The tension between the vision and the implementation can be seen in conflicting messages about flexibility to meet local needs. While the Richards review was clear that configuring CDCs was a local decision to meet local population need, the implementation of CDCs has seen each required to deliver a core minimum specification of diagnostic tests. This means CDCs have become more of a ‘one-size-fits-all’ model than originally intended as the need to increase the number of tests has taken precedence. The review also championed CDCs as an important opportunity to look again at diagnostic pathways that have remained almost unchanged for decade and are centred around hospitals. However, the pace at which the programme is moving means local areas are prioritising delivery, rather than exploring the potential avenues for innovation and change to pathways.
'The tension between the vision and the implementation can be seen in conflicting messages about flexibility to meet local needs.'
The ambition for CDCs was also to deliver diagnostics differently, to tackle health inequalities and move access to diagnostics into underserved and more-deprived communities. However, setting up CDCs outside existing NHS estate, such as acute or community hospitals, is expensive. Upfront costs are high and there are risks associated with using space let by private landlords, while there is also the cost of relocating and maintaining equipment. Given, the finite pot of funding allocated for the rollout of CDCs and with all integrated care boards reporting deficits, it is hard to see that the risk and long-term financial commitment associated with locations such as shopping centres could be justified going forward. This may result in most CDCs being located on existing NHS estate, potentially preventing them from addressing health inequalities and access issues as originally intended.

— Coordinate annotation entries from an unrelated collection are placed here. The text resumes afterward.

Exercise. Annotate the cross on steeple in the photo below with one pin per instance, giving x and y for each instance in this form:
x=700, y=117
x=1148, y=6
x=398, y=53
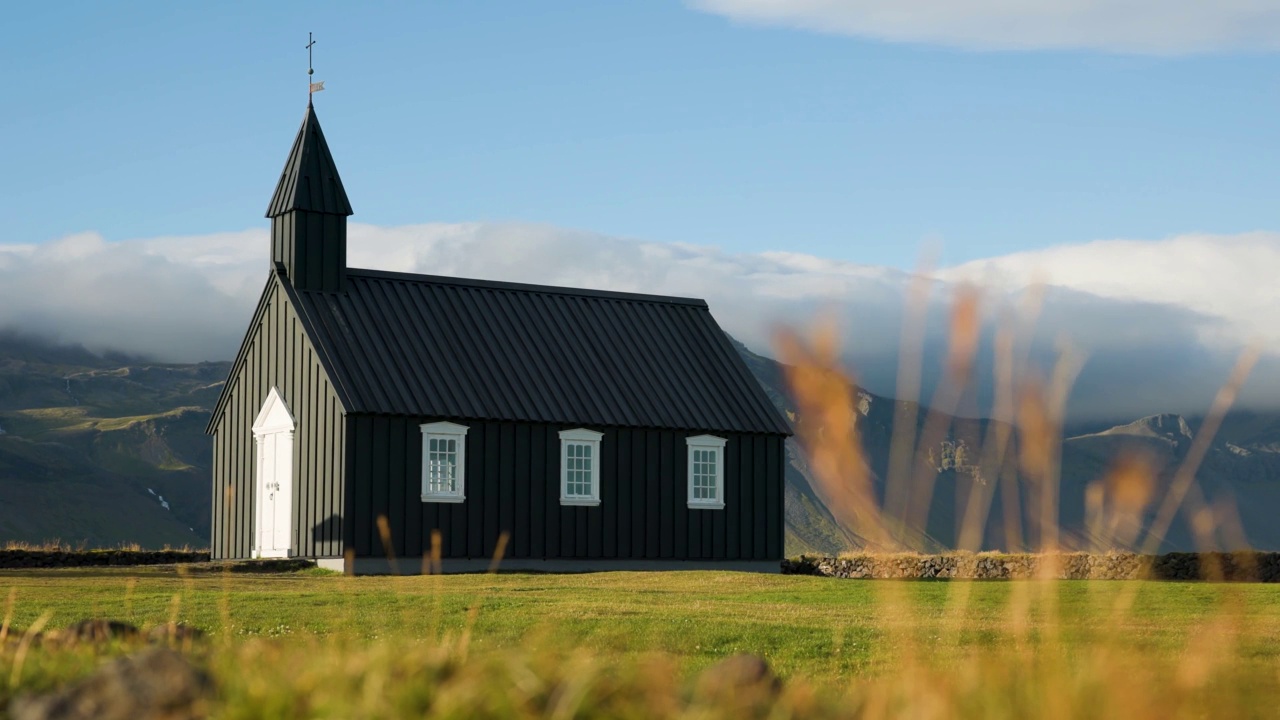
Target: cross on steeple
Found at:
x=314, y=86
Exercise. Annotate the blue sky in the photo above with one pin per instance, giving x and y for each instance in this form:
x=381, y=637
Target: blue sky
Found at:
x=653, y=121
x=777, y=158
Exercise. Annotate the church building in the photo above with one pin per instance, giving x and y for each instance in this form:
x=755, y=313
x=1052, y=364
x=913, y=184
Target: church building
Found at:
x=368, y=413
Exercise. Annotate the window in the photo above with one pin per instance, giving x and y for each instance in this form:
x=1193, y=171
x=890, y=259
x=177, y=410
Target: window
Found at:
x=580, y=466
x=444, y=463
x=705, y=472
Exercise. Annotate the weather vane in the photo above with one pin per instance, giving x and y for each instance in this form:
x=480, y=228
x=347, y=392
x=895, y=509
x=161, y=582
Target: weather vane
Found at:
x=315, y=86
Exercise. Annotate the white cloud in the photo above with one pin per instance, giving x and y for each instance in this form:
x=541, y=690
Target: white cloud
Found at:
x=1161, y=320
x=1228, y=282
x=1124, y=26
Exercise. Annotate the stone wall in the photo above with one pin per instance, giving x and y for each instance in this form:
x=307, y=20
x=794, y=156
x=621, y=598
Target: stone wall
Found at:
x=24, y=557
x=1237, y=566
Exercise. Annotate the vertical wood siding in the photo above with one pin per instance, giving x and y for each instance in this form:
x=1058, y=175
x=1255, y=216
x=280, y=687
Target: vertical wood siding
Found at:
x=278, y=354
x=512, y=484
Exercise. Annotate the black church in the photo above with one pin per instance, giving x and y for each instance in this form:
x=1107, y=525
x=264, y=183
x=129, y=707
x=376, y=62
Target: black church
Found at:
x=369, y=410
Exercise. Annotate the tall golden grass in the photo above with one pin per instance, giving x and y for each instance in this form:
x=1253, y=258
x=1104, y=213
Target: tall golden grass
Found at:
x=1020, y=458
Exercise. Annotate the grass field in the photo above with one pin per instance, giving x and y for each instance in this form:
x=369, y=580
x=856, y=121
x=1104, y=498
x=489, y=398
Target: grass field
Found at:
x=836, y=639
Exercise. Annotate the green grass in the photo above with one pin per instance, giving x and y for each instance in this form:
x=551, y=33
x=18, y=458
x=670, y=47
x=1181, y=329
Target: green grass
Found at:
x=818, y=628
x=315, y=643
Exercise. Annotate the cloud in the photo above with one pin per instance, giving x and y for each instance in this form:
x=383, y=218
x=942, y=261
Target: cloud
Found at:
x=1121, y=26
x=1161, y=322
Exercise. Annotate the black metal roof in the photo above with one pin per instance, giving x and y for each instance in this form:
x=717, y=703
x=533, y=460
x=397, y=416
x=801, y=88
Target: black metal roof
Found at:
x=310, y=178
x=444, y=347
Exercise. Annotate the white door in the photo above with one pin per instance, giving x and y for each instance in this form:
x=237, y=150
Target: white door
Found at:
x=273, y=436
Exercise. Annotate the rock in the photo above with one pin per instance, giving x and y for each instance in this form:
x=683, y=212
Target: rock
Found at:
x=154, y=684
x=174, y=633
x=734, y=675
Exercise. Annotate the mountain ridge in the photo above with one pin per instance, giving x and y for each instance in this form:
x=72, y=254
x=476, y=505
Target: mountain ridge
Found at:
x=110, y=449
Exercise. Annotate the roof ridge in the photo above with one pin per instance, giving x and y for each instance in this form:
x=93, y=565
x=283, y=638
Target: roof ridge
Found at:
x=526, y=287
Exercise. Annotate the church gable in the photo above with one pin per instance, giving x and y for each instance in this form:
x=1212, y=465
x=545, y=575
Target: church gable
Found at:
x=277, y=356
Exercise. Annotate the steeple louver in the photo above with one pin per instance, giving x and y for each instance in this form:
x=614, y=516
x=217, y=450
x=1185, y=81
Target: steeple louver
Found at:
x=309, y=213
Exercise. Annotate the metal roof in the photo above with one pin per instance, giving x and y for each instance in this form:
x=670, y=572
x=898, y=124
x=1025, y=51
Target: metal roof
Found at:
x=310, y=178
x=446, y=347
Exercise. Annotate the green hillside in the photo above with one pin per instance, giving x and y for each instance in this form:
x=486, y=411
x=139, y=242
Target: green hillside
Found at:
x=92, y=449
x=90, y=445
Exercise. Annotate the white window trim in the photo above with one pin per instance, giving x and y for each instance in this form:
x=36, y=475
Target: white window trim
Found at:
x=707, y=442
x=446, y=431
x=580, y=436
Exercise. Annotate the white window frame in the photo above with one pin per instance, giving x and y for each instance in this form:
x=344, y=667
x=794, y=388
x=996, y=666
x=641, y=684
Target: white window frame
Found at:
x=717, y=445
x=444, y=431
x=592, y=438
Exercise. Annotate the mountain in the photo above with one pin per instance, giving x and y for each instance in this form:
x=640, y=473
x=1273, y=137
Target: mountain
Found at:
x=1239, y=474
x=105, y=450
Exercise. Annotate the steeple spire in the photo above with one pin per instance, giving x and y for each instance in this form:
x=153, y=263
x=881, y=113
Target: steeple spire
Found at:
x=309, y=213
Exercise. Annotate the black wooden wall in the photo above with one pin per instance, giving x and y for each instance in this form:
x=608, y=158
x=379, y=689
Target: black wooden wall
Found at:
x=512, y=483
x=312, y=246
x=277, y=352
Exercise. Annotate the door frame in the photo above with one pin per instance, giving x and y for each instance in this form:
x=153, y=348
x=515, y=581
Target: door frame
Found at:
x=273, y=419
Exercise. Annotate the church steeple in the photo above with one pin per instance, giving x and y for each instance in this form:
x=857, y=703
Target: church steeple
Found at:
x=309, y=214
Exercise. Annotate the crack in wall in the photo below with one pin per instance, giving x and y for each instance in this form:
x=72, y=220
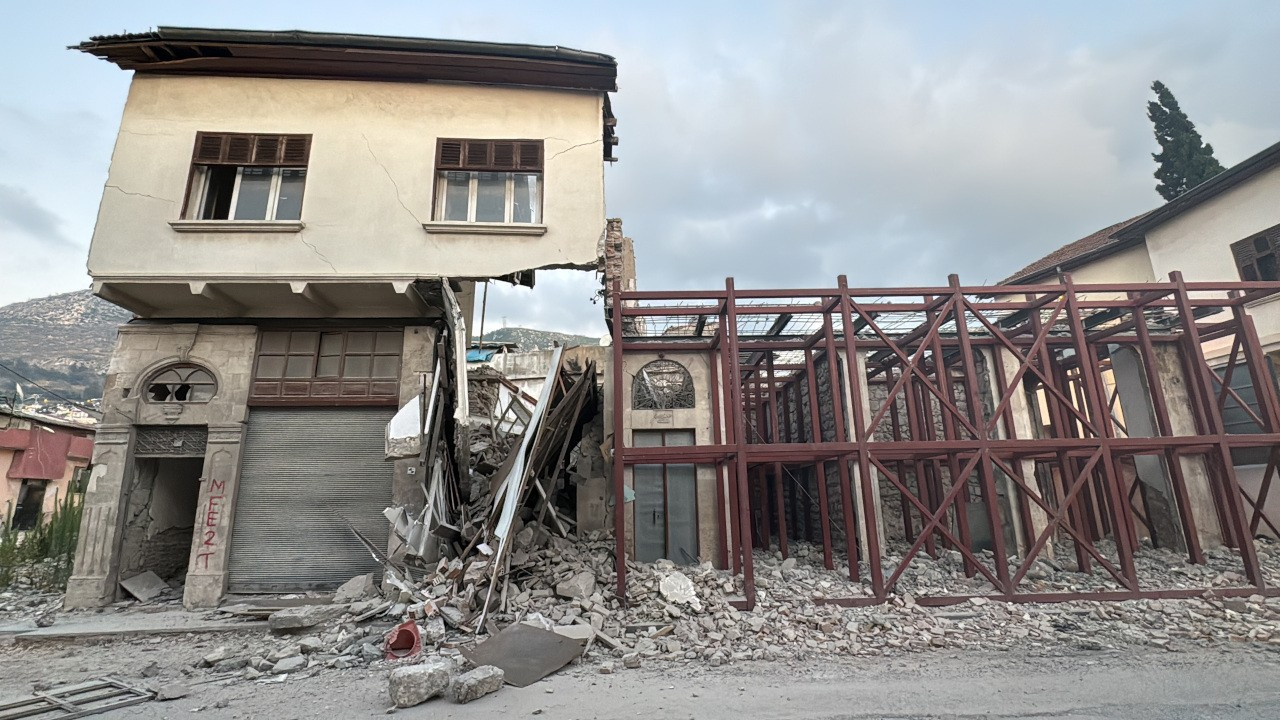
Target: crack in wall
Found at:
x=316, y=250
x=572, y=146
x=389, y=178
x=118, y=188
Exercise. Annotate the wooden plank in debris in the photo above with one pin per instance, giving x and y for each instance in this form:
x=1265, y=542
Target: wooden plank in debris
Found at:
x=76, y=701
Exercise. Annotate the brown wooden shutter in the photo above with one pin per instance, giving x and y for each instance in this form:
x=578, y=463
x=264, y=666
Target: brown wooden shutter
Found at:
x=238, y=150
x=504, y=155
x=247, y=149
x=478, y=154
x=297, y=149
x=209, y=147
x=266, y=150
x=449, y=154
x=489, y=155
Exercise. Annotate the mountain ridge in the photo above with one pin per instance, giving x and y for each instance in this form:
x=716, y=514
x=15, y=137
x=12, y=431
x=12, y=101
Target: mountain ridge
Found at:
x=64, y=342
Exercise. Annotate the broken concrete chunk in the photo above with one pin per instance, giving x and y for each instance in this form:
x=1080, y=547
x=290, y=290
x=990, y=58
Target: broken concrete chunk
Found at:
x=172, y=691
x=289, y=665
x=144, y=586
x=432, y=630
x=476, y=684
x=282, y=652
x=581, y=584
x=311, y=643
x=575, y=632
x=214, y=657
x=676, y=587
x=302, y=616
x=361, y=587
x=415, y=684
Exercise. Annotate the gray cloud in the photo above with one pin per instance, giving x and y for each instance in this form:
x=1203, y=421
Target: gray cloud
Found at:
x=22, y=212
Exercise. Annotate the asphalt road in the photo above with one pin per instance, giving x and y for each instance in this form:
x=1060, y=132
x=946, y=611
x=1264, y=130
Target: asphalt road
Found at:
x=1234, y=684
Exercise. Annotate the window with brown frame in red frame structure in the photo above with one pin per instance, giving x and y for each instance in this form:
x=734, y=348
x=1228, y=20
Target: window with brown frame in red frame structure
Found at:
x=1257, y=258
x=328, y=367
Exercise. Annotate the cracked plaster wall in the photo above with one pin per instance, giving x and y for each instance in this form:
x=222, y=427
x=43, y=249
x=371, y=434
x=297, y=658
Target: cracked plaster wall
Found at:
x=369, y=181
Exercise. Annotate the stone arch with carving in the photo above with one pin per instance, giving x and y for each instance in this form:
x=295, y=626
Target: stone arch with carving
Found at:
x=662, y=384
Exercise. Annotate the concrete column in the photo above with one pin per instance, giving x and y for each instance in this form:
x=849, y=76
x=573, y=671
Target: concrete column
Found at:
x=94, y=578
x=1139, y=420
x=1182, y=422
x=417, y=361
x=1024, y=422
x=215, y=516
x=855, y=472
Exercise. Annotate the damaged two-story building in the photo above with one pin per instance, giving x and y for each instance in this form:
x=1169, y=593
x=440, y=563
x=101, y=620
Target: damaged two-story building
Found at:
x=298, y=220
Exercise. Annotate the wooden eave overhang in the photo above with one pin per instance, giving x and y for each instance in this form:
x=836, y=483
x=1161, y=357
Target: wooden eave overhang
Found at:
x=296, y=54
x=320, y=55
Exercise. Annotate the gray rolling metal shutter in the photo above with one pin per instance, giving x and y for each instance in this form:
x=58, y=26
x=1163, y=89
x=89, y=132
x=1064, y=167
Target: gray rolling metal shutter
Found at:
x=304, y=473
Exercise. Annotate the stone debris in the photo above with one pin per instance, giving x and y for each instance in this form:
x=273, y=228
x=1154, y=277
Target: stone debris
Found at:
x=475, y=684
x=356, y=589
x=302, y=616
x=172, y=691
x=676, y=587
x=581, y=584
x=415, y=684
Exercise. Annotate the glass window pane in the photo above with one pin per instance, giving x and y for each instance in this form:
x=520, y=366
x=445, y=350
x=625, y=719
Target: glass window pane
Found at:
x=387, y=365
x=298, y=367
x=490, y=197
x=270, y=367
x=304, y=342
x=356, y=367
x=327, y=367
x=219, y=185
x=288, y=206
x=456, y=191
x=1267, y=268
x=254, y=194
x=275, y=341
x=524, y=203
x=647, y=438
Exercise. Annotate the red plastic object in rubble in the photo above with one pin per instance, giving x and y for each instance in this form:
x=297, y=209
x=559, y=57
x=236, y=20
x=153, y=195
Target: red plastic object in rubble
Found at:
x=403, y=641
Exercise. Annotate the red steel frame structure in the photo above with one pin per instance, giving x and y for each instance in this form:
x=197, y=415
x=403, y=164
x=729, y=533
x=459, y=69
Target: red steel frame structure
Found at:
x=920, y=349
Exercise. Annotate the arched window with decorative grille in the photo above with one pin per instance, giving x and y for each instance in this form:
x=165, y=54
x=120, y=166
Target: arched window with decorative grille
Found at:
x=182, y=383
x=662, y=384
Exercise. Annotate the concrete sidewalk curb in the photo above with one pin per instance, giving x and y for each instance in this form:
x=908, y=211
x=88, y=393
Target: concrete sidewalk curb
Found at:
x=53, y=634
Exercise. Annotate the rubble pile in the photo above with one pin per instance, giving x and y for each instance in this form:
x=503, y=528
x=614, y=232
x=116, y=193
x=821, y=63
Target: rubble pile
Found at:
x=19, y=602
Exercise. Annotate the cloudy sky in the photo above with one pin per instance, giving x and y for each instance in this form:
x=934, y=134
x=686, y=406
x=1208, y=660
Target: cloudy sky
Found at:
x=782, y=144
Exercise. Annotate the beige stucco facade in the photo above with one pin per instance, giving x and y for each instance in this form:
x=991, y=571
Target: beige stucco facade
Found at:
x=368, y=196
x=1198, y=242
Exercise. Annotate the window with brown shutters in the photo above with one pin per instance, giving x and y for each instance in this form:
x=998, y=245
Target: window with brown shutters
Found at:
x=240, y=176
x=328, y=367
x=488, y=181
x=497, y=155
x=1258, y=258
x=246, y=149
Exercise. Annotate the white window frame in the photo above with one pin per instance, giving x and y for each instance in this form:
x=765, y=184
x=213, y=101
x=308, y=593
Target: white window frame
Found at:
x=442, y=185
x=201, y=190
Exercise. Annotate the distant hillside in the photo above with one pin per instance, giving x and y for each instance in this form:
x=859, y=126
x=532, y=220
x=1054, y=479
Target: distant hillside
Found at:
x=531, y=340
x=62, y=341
x=65, y=341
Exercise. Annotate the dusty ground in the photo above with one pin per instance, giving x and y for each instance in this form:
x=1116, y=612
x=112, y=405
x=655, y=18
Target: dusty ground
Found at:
x=1228, y=683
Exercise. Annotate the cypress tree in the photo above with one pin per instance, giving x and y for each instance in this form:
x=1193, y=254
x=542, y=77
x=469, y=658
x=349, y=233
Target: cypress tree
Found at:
x=1184, y=160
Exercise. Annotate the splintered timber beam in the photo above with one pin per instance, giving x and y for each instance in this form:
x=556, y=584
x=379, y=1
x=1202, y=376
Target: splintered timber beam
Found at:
x=945, y=376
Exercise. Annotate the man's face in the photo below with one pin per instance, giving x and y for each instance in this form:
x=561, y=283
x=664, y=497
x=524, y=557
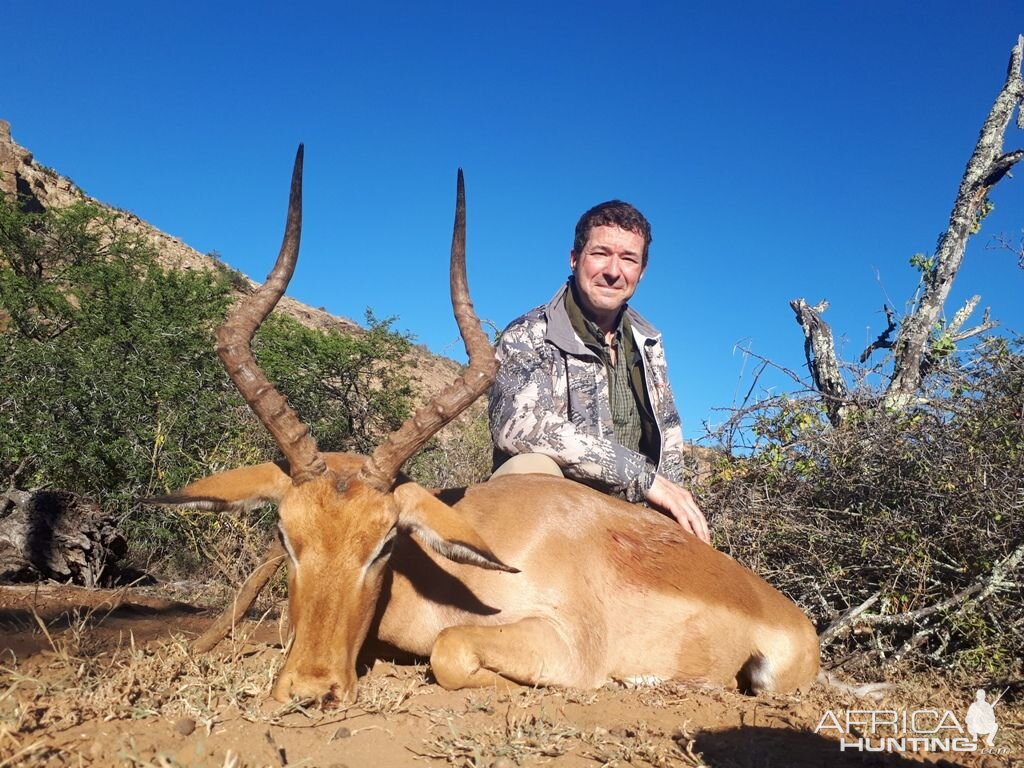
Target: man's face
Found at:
x=607, y=270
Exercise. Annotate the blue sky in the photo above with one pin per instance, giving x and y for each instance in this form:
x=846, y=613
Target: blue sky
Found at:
x=779, y=150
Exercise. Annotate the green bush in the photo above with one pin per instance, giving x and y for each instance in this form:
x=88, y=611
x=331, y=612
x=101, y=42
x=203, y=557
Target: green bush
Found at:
x=110, y=386
x=922, y=511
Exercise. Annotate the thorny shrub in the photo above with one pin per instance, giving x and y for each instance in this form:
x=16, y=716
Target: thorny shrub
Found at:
x=915, y=518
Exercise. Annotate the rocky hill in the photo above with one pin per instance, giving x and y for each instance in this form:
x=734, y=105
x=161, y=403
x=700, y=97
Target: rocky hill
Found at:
x=43, y=187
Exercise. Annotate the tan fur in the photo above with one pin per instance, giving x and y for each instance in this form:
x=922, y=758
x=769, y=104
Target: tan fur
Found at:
x=606, y=591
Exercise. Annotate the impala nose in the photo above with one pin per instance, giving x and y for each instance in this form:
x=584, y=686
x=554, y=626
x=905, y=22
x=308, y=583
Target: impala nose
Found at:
x=329, y=690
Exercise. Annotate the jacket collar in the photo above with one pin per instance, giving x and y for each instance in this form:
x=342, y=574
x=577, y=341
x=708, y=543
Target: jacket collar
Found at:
x=560, y=331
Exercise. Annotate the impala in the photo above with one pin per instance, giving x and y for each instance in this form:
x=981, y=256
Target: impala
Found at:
x=521, y=580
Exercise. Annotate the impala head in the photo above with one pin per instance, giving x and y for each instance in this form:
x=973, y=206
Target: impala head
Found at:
x=338, y=523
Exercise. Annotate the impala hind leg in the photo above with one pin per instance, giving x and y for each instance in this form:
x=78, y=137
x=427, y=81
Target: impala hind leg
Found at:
x=529, y=651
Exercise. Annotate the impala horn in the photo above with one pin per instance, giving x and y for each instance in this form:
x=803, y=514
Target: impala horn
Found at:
x=382, y=468
x=235, y=347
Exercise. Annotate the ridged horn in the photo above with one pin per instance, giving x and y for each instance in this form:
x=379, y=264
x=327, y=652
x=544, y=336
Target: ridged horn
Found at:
x=235, y=347
x=382, y=468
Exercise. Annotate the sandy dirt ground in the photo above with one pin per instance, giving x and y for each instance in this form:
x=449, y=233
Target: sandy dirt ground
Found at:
x=97, y=678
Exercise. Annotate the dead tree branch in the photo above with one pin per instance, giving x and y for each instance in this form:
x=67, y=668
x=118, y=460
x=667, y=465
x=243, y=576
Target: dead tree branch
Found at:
x=819, y=349
x=884, y=341
x=243, y=600
x=988, y=164
x=983, y=587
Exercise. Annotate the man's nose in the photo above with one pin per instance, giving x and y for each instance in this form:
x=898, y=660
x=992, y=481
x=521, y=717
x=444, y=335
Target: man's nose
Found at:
x=612, y=268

With so many people waiting for diagnostic tests it is not surprising that delivering more activity has trumped the parallel ambition to deliver activity differently. But the real value of CDCs is in realising the vision of doing diagnostics differently, and this is where the focus needs to be. Otherwise there is a risk that with staffing and financial pressures, coupled with the small volume of activity being delivered, that CDCs are side-lined or scaled back in favour of traditional diagnostic provision.